In nicht wenigen Fällen ist aber das Grundproblem, dass die gerade angesprochenen Mütter den täglichen Familienalltag trotz der Existenz eines Partners größtenteils im Alleingang wuppen müssen. Fast immer deshalb, weil die Väter zur Arbeit gehen und sich zu großen Teilen aus der Alltagsorganisation raushalten. Jedenfalls lese ich das immer wieder aus den traurigen Texten heraus, in denen darüber geklagt wird, wie anstrengend das nächtliche Schuckeln des Babys ist, das andauernde Stillen, die tagsüber parallel dazu anfallende Organisation der Freizeitaktivitäten der großen Geschwister oder eben nur das permanente Wechseln der Windeln oder der vollgespuckten Babykleidung. Von Brechdurchfallzeiten will ich mal lieber gar nicht anfangen.
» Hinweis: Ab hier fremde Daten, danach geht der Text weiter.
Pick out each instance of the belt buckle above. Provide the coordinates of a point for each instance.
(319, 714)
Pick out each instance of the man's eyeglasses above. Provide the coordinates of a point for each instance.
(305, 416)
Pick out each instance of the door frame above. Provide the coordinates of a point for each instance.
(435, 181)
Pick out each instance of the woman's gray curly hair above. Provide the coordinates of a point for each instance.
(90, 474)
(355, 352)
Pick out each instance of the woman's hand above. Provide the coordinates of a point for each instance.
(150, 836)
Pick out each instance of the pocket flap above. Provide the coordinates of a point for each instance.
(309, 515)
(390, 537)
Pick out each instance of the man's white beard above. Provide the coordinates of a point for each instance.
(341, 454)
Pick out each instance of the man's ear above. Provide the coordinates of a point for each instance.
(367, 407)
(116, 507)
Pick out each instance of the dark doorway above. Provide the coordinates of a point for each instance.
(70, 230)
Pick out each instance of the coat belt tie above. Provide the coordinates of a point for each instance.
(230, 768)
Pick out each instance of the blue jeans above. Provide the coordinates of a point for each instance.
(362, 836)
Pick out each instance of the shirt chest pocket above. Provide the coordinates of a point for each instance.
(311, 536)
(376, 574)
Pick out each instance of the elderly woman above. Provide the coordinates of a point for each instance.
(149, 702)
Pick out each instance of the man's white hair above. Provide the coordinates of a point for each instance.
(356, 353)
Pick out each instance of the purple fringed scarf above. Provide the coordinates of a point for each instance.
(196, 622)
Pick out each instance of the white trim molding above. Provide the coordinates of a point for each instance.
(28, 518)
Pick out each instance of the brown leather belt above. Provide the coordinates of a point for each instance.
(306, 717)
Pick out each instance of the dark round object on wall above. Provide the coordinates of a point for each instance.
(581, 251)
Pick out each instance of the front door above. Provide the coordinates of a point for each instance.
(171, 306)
Erschöpfte Mütter, sagt es euren Männern
Ich kann aus eigener Erfahrung nur ganz deutlich sagen: Liebe erschöpfte Mütter, sagt es euren Partnern. Sagt es ihnen freundlich, aber deutlich, dass dieser ganzen Baby- und Kinderjob nicht eure alleinige Aufgabe ist. Denn in vielen Fällen realisieren die Partner nicht, was da alles an Anstrengung dran hängt . Oder ihnen ist die Tragweite der Konsequenzen nicht bewusst. Denn wenn die Frau sechs, sieben, acht anstrengende Monate nach der Geburt erschöpft in der Küche beim morgendlichen Produzieren des Brotdoseninhalts zusammenklappt, werden die Probleme riesengroß. Weil sie es in diesem Moment nämlich schon sind! Und ja natürlich wäre es viel besser, es müsste nichts gesagt werden. Es wäre selbstverständlich, dass Eltern sich beide gleichermaßen verantwortlich für den gesamten Familienalltag fühlen. Aber ich weiß auch wie die Realität aussieht, wie viele heutige Väter früher in diesem Kontext sozialisiert wurden. Das ist keine Entschuldigung, nur eine Feststellung.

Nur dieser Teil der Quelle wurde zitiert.